Fátima continuou com sua persuasão, enquanto Orlando mantinha o olhar baixo, fechando as mãos lentamente em punhos.
— O filho da Melissa não pode nascer. Aproveite esta oportunidade para mandá-la embora e cortar os laços de vez. Mulheres são só um trampolim para você subir na vida.
Um brilho implacável cruzou os olhos de Orlando. Sim, eram apenas Melissa e a criança. O que importava se ela havia salvado sua vida? Ele já a havia recompensado mais do que o suficiente.
O tempo voou e logo chegou o dia do retorno de Adelina ao país.
Clarice foi pessoalmente recebê-la no aeroporto. No entanto, em vez de irem para casa, as duas seguiram direto para a maior e mais luxuosa casa noturna da Cidade H.
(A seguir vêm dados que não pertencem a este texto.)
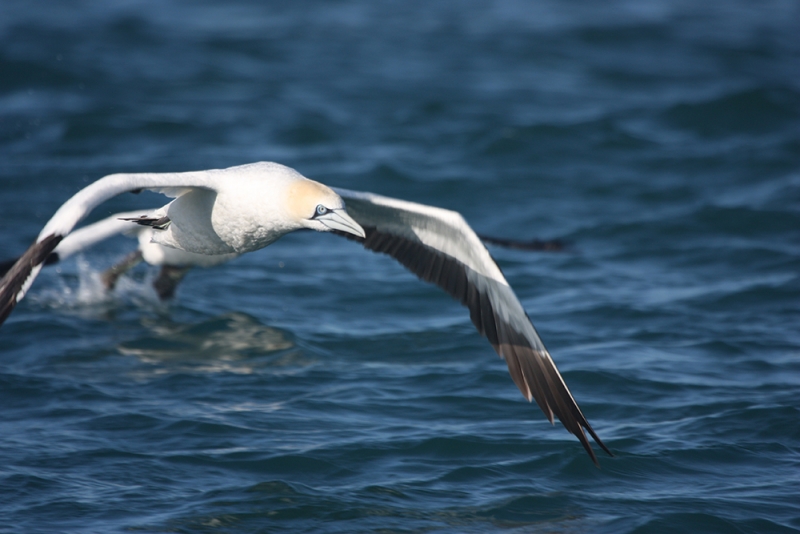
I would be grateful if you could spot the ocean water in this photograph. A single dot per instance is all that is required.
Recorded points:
(316, 387)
Elas também levaram Renata e Evelise.
Entre brindes, copos se chocando e corpos se balançando na pista, elas se entregaram à euforia da noite e esqueceram o mundo lá fora.
Olhando para os dois modelos que a acompanhavam, um de cada lado, Adelina não conseguia conter o sorriso.
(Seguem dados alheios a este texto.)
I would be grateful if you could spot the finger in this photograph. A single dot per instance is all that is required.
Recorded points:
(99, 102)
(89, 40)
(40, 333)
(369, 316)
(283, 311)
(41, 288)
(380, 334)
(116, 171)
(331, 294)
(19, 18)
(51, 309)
Tinham rostos lindos e corpos de enlouquecer qualquer uma.
Clarice também já estava um pouco embriagada e respondeu com um sorriso brincalhão:
— É claro! A sua amiga aqui te conhece muito bem. Pode aproveitar à vontade, já está tudo pago.
Evelise nunca havia presenciado uma cena daquelas. Uma casa noturna tão extravagante estava muito além do que ela poderia pagar.
Especialmente com tantos homens bonitos ao redor, ela estava tão tímida que mal sabia onde colocar as mãos.
Renata, por outro lado, parecia muito mais à vontade. Como havia crescido no exterior, lidar com aquele tipo de ambiente badalado era algo corriqueiro para ela.
Ela segurava sua taça, degustando a bebida em pequenos goles.
Lançou um olhar de soslaio para as duas amigas que já haviam passado do ponto e balançou a cabeça em tom de resignação.
Clarice levantou-se com passos trôpegos.
— Divirtam-se aí, eu vou ao banheiro.
Adelina, cambaleante, tentou acompanhá-la, mas Renata a puxou de volta para o sofá.
Uma bêbada acompanhando outra bêbada? Elas nunca conseguiriam voltar!
Renata amparou Clarice e disse para Evelise:
— Eu vou com ela. Fique de olho nesta aqui.